You’ve seen them as three centered asterisks. Or a tiny fleur. Or a star, a leaf, a skull, a chalice, a curious little glyph sitting quietly between paragraphs, doing its work without drawing attention to itself.
But the word dinkus itself is doing something much stranger.
The term comes from American printing and publishing slang, likely emerging in the late nineteenth or early twentieth century. It belongs to a family of words printers used for things that were useful, familiar, and oddly difficult to name properly. A dinkus wasn’t a formal typographical classification; it was a practical nickname — the sort of word that arises when people work closely with tools every day and start inventing language to suit their needs.
Linguistically, dinkus appears to be a variant of dink or dinky: words already floating around English to mean something small, insignificant, or trifling.

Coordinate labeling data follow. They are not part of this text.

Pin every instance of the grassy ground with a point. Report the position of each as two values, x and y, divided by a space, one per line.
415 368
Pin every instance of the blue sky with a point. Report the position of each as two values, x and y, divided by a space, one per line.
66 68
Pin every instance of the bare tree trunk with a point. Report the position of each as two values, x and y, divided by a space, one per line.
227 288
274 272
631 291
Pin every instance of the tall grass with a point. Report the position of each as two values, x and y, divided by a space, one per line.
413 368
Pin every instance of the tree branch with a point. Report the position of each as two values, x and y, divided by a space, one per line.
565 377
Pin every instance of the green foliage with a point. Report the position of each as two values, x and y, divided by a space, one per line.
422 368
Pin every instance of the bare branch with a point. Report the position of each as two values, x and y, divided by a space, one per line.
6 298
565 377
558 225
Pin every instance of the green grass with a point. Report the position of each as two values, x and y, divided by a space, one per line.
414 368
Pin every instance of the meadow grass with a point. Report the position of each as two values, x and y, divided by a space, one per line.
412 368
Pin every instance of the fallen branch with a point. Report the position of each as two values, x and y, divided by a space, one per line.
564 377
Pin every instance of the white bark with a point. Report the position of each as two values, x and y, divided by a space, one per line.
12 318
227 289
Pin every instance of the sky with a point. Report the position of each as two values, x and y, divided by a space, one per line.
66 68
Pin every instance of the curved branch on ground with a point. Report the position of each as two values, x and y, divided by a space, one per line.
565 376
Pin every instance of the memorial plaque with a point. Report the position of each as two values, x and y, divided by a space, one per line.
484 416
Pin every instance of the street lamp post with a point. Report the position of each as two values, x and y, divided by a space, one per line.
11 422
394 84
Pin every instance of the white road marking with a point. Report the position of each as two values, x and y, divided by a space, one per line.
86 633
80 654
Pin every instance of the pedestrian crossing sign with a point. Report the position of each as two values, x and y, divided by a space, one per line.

The -us ending doesn’t add meaning so much as texture — a slightly comic, slightly affectionate sound. This is not a word trying to impress anyone.
Which is fitting, because a dinkus isn’t there to impress you either.
Its job is to signal pause. To let the reader breathe. To say, quietly: something has shifted.
What makes the dinkus interesting isn’t just its function, but its refusal to standardize. Unlike chapter headings or paragraph breaks, dinkuses have never been rigidly defined. They’ve always been flexible, decorative, personal. Printers chose them based on available type. Designers chose them based on mood. Authors often never noticed them at all — except when they were missing.
In that way, the dinkus occupies a liminal space. It’s neither text nor silence. Neither sentence nor ornament. It’s a threshold marker — a visual cue that meaning is about to turn a corner.
There’s also something quietly rebellious about the word itself. Dinkus never quite made it into polite linguistic society. You won’t find it in most general dictionaries, and when you do find it, it’s often labeled as informal, slang, or niche. It survives not because it was sanctioned, but because it was useful — passed hand to hand, shop to shop, editor to editor.
Which is how a lot of language actually survives.
In an era where publishing has become increasingly templated and automated, the dinkus remains stubbornly human. It invites choice. It allows personality. It reminds us that books are not just vessels for words, but designed experiences — shaped as much by what we see as by what we read.
So the next time you notice a small symbol resting between scenes, doing nothing flashy at all, remember: that little mark has a name. And like so many good words, it was born not in a lecture hall or a committee meeting, but at a workbench, among people who needed language to do a job — and made it up when existing words wouldn’t cooperate.
Temple Takeaway: Some of the most enduring words aren’t official. They’re practical, affectionate, and quietly indispensable — just like the things they name.